続・政略結婚は純愛のように
山辺と天川がくすくすと笑うのを不思議そうに見つめながら由梨は言った。
 忘年会の課の組み合わせに何か意味があるなんて思ってもみなかった。
 けれどよく考えてみれば、あの頃の由梨は何に対しても興味を持っていなかったように思う。

「忘年会は、他の課の人と親しくなる一年に一度のチャンスだからね。営業部の社員の中には今年こそは秘書課と組みたいと思っていた人が多いはずよ。"秘書課の天使"とお近づきになるために…。」

由梨は、まさか!と声をあげる。
 自分が"秘書課の天使"などと呼ばれていたことも信じられないけれど、そんなふうに言われていたなんてもっと信じられない。
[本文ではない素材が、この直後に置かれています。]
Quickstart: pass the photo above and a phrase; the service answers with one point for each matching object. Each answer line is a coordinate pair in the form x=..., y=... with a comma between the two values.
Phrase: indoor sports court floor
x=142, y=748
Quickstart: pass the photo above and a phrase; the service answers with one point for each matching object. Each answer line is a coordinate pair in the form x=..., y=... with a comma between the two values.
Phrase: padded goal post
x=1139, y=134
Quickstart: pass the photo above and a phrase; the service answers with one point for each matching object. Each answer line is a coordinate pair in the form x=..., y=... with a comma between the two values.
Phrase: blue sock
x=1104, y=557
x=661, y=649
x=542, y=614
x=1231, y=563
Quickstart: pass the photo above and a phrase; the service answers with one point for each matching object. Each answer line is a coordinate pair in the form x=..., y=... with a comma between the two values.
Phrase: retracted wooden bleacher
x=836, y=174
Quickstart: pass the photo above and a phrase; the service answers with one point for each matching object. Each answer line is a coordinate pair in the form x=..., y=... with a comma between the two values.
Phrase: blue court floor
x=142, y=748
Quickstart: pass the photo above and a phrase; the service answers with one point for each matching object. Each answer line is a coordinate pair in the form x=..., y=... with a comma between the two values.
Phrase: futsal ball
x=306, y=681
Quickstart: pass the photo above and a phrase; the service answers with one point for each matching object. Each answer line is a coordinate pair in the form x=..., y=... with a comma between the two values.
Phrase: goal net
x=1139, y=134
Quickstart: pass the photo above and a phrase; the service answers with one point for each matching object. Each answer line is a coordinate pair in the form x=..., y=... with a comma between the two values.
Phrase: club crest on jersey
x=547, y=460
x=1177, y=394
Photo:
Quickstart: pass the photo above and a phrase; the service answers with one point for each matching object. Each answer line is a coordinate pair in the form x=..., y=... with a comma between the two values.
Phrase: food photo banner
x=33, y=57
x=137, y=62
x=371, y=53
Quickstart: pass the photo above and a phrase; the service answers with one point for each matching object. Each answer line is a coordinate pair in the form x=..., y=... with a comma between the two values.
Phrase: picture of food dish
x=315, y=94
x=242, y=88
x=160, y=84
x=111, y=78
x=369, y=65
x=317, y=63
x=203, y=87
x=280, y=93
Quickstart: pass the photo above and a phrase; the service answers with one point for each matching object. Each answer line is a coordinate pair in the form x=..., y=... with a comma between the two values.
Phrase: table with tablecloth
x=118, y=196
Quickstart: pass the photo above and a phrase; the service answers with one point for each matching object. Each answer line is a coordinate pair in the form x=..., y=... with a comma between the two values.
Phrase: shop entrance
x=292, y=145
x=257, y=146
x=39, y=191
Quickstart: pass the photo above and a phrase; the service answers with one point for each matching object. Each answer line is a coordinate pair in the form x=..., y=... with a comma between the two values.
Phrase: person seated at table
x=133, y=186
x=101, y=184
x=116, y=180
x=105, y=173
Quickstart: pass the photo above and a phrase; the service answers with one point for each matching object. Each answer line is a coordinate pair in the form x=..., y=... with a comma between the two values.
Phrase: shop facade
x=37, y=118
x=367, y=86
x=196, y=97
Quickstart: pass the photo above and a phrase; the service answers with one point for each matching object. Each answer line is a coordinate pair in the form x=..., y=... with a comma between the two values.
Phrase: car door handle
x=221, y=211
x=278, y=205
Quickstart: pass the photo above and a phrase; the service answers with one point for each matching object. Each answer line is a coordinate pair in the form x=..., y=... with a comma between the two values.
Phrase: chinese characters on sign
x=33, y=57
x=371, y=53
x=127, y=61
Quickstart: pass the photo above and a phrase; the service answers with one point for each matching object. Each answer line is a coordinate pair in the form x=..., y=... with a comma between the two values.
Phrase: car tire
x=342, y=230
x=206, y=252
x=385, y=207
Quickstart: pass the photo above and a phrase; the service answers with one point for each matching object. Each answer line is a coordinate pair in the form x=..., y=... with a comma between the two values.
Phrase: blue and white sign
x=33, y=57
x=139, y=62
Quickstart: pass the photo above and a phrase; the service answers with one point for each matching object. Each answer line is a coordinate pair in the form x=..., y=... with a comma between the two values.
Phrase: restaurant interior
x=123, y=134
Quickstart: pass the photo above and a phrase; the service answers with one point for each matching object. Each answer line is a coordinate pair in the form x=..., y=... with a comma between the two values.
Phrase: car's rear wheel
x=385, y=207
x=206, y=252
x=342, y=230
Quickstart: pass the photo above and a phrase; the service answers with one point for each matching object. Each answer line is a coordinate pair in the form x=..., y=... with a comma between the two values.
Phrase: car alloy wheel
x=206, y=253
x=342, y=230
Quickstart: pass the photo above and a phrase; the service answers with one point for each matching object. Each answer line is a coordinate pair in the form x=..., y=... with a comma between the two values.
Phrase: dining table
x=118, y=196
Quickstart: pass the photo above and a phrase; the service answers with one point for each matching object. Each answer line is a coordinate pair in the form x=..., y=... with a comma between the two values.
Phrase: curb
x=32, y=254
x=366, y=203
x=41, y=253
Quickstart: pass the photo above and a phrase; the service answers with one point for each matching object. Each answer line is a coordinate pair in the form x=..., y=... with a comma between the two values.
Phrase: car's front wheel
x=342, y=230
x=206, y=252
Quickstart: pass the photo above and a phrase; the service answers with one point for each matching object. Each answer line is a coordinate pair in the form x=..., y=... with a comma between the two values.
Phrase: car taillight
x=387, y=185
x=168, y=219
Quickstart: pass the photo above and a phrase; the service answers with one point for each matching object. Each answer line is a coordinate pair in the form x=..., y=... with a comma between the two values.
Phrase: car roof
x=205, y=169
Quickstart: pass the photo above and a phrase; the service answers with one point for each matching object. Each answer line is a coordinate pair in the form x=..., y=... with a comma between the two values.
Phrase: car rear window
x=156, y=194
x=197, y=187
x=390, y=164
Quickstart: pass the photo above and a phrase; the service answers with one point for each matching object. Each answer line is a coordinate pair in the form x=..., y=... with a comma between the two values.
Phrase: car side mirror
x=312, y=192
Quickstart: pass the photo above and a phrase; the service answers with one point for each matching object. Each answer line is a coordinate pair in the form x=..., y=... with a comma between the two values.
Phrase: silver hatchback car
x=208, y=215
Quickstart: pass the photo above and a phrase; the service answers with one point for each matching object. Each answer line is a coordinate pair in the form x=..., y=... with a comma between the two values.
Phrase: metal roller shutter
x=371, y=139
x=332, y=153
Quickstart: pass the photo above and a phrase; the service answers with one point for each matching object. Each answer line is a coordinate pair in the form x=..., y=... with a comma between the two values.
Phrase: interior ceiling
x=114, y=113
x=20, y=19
「企画課の男性陣も毎年嘆いていましたよ。また、今年も外れたぁーって。社長と今井さんが結婚したときは、社長の陰謀説が流れましたよね。やっぱりあれは今井さんを男性社員から守るための…。」

「そ、そ、そんなことあるはずないじゃないですか!」

思わず由梨は大きな声で反論してしまう。

「く、く、くじ引きかなんかですよっ!絶対っ!」

由梨は耳まで赤くして主張する。
 けれど目の前の二人はニヤニヤとするばかりである。

「いや、社長の陰謀だろう。」

突然きっぱりと言い切る声が聞こえて、三人は少しびっくりして黒瀬の席を見た。
 黒瀬が自ら雑談に入ってくるのは非常に珍しいことだが、内容が会社のゴシップ的なことなら尚更だ。